Details often fall in a gray area of tolerance

These details can be finessed, so all services available today will be there in the future, says Nancy Steiger, the regional director of PeaceHealth.

“It would really depend on the relationship we had, both with the medical center and with its physicians. So, I think, TBD,” she says.

In its proposal, PeaceHealth says it is looking for new ways it can have secular partners.

When it comes to birth control, currently, PeaceHealth basically takes a don’t-ask, don’t-tell approach.

“PeaceHealth respects the sanctity of the physician-patient relationship, and we don’t interfere,” says Steiger. It’s a private conversation, she says.

In fact, she says, Catholic hospitals, most of which were founded by nuns who were willing to serve where for-profit systems wouldn't, has unique strengths.

“What I love about faith based health care is that mission to care for people who are the most vulnerable, and to care for everybody,” she says.

Planned Parenthood blames the Archbishop of Seattle

Still, it’s hard to pin down exactly what might happen in these areas of controversy. Anecdotes abound. 

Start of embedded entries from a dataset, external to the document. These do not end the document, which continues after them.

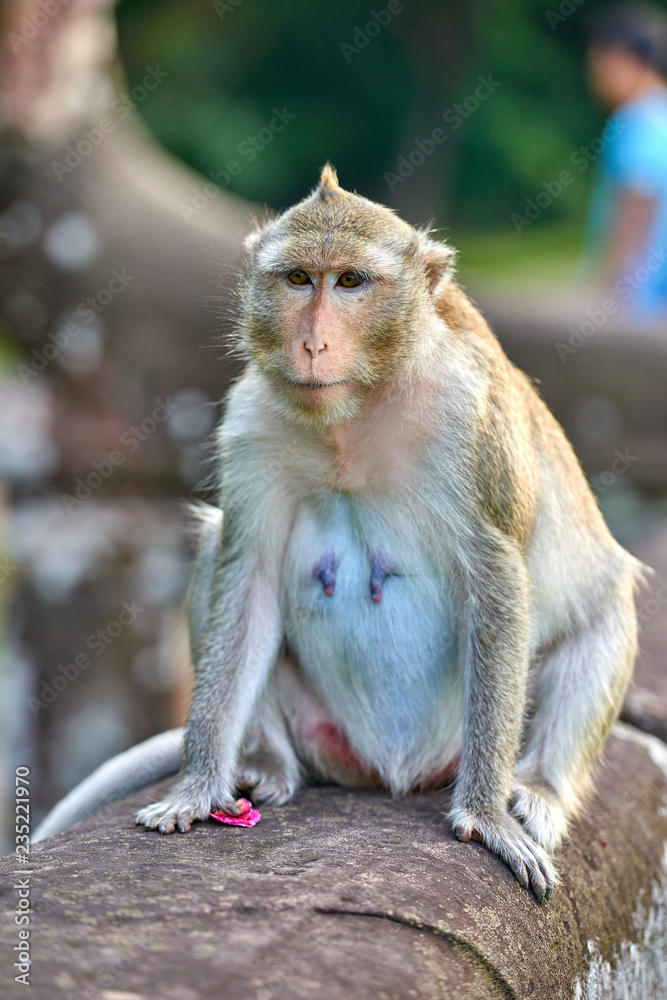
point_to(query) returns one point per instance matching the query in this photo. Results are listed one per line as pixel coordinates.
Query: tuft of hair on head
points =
(328, 186)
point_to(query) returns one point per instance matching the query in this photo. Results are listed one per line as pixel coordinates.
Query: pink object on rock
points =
(248, 817)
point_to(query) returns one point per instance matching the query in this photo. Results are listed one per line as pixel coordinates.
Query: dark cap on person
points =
(638, 28)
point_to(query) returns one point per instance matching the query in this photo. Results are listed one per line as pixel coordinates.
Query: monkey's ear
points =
(438, 260)
(253, 239)
(328, 186)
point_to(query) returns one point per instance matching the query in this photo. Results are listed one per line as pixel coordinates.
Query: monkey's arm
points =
(496, 670)
(239, 646)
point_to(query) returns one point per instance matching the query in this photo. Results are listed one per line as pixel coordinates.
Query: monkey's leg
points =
(495, 689)
(581, 688)
(269, 769)
(241, 645)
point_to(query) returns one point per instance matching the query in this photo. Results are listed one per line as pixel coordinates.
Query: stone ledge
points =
(355, 895)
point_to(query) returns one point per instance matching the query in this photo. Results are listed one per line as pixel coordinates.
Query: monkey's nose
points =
(314, 348)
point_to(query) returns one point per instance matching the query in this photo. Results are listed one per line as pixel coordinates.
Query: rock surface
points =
(355, 895)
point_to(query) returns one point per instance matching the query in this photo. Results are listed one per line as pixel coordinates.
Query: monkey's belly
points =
(374, 633)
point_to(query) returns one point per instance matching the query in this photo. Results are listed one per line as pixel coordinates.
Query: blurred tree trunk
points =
(115, 287)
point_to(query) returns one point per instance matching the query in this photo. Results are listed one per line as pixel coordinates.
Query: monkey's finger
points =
(517, 866)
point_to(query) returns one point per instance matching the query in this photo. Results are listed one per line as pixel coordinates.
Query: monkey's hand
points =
(541, 813)
(184, 806)
(504, 836)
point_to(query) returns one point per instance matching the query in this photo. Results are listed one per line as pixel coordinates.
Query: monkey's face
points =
(332, 299)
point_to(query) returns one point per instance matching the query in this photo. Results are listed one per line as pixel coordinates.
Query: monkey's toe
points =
(266, 784)
(541, 814)
(503, 835)
(170, 815)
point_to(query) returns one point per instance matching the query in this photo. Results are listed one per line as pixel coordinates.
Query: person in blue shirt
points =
(627, 69)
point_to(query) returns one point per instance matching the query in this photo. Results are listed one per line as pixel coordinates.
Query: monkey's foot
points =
(182, 808)
(264, 781)
(541, 814)
(504, 836)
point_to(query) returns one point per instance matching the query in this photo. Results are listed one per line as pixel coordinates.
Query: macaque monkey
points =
(405, 548)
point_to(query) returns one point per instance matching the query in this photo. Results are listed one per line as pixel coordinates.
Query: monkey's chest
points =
(371, 624)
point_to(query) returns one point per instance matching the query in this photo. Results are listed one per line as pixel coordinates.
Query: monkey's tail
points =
(137, 767)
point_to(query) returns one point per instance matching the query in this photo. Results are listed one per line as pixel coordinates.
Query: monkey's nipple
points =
(325, 571)
(380, 570)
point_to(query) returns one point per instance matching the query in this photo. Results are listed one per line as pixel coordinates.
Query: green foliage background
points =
(231, 63)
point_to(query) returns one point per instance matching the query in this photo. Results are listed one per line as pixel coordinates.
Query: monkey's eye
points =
(349, 280)
(298, 278)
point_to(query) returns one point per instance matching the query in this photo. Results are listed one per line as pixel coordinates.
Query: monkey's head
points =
(335, 295)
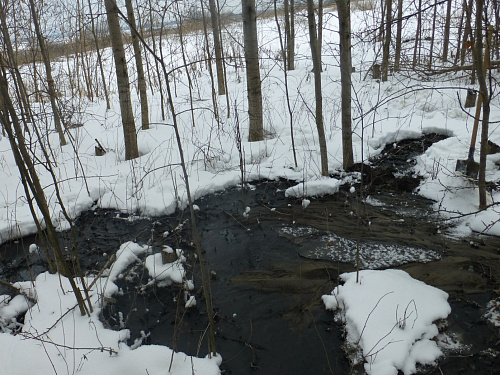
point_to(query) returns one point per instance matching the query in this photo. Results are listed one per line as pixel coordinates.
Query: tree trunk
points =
(344, 10)
(122, 80)
(99, 55)
(48, 72)
(141, 79)
(481, 72)
(468, 36)
(313, 41)
(256, 129)
(416, 49)
(214, 17)
(399, 31)
(320, 31)
(433, 33)
(209, 60)
(387, 40)
(29, 177)
(447, 26)
(290, 44)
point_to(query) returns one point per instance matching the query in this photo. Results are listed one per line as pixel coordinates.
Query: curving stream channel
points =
(271, 268)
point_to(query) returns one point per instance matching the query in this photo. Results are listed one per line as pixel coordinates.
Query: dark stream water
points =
(269, 316)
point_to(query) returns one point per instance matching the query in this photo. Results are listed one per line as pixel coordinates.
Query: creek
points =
(271, 267)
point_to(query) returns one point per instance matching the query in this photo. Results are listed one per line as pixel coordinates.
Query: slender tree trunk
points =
(186, 68)
(460, 33)
(286, 9)
(320, 31)
(344, 11)
(214, 17)
(209, 58)
(397, 58)
(157, 66)
(416, 49)
(387, 40)
(290, 112)
(256, 130)
(468, 36)
(9, 119)
(382, 23)
(447, 26)
(291, 38)
(99, 55)
(123, 82)
(48, 72)
(141, 79)
(313, 41)
(481, 72)
(433, 33)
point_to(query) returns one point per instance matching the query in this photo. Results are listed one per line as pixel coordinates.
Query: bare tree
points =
(399, 29)
(141, 80)
(387, 40)
(215, 20)
(48, 72)
(447, 26)
(254, 90)
(344, 10)
(122, 79)
(313, 41)
(289, 8)
(99, 55)
(31, 183)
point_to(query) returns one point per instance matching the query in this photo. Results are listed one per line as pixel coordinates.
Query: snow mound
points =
(389, 318)
(316, 188)
(58, 339)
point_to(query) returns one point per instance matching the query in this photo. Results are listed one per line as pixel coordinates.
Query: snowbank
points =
(389, 317)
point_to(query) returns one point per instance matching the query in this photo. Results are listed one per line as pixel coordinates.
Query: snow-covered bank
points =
(389, 319)
(55, 338)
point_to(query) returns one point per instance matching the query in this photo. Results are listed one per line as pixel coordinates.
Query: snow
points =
(389, 317)
(166, 273)
(57, 339)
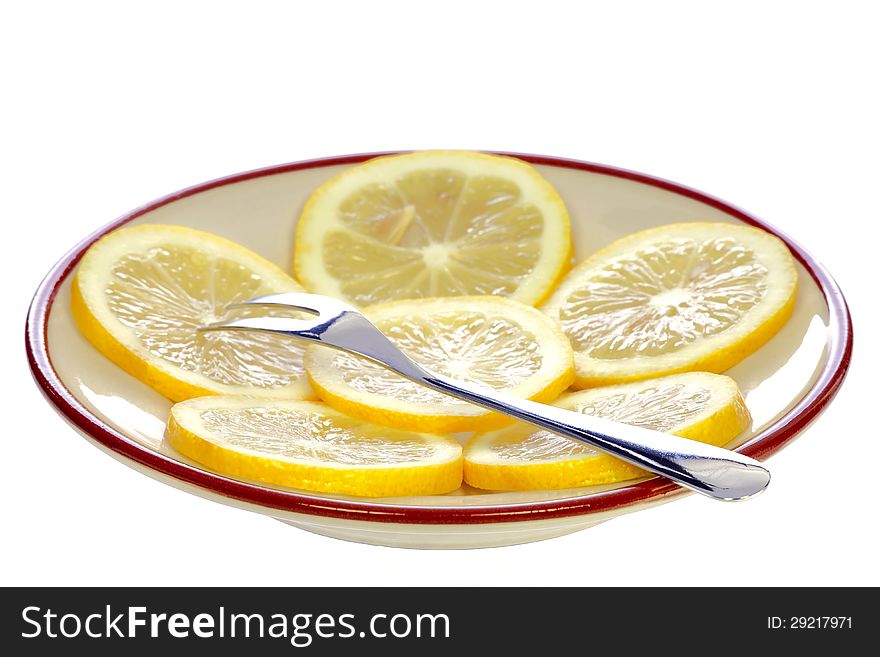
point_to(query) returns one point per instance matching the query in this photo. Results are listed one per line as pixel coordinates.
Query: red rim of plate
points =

Linda McCarthy of Mt. Baker Planned Parenthood, which serves Bellingham and Mt. Vernon, says she had a wake-up call last year in her relationship with PeaceHealth.

Planned Parenthood relies on PeaceHealth to perform all its lab tests. Last year, McCarthy says PeaceHealth, under pressure from Seattle Archbishop J. Peter Sartain, called her about canceling lab services.

“We had a tolerant bishop for many years, and now we don’t have a tolerant bishop,” says McCarthy.

PeaceHealth backed off, and still provides laboratory services with the understanding that the most of the medical care provided by Planned Parenthood falls under basic health services. 

“And yet, these longterm contracts are in place,” says McCarthy, adding those contracts often extend 30 to 50 years into the future.

MacCarthy is worried that whatever falls in a gray area of tolerance today may not remain there in the future as church leadership changes.

And that’s why so many people in Skagit county scrutinizing the fine-print of the bids to operate their public hospitals.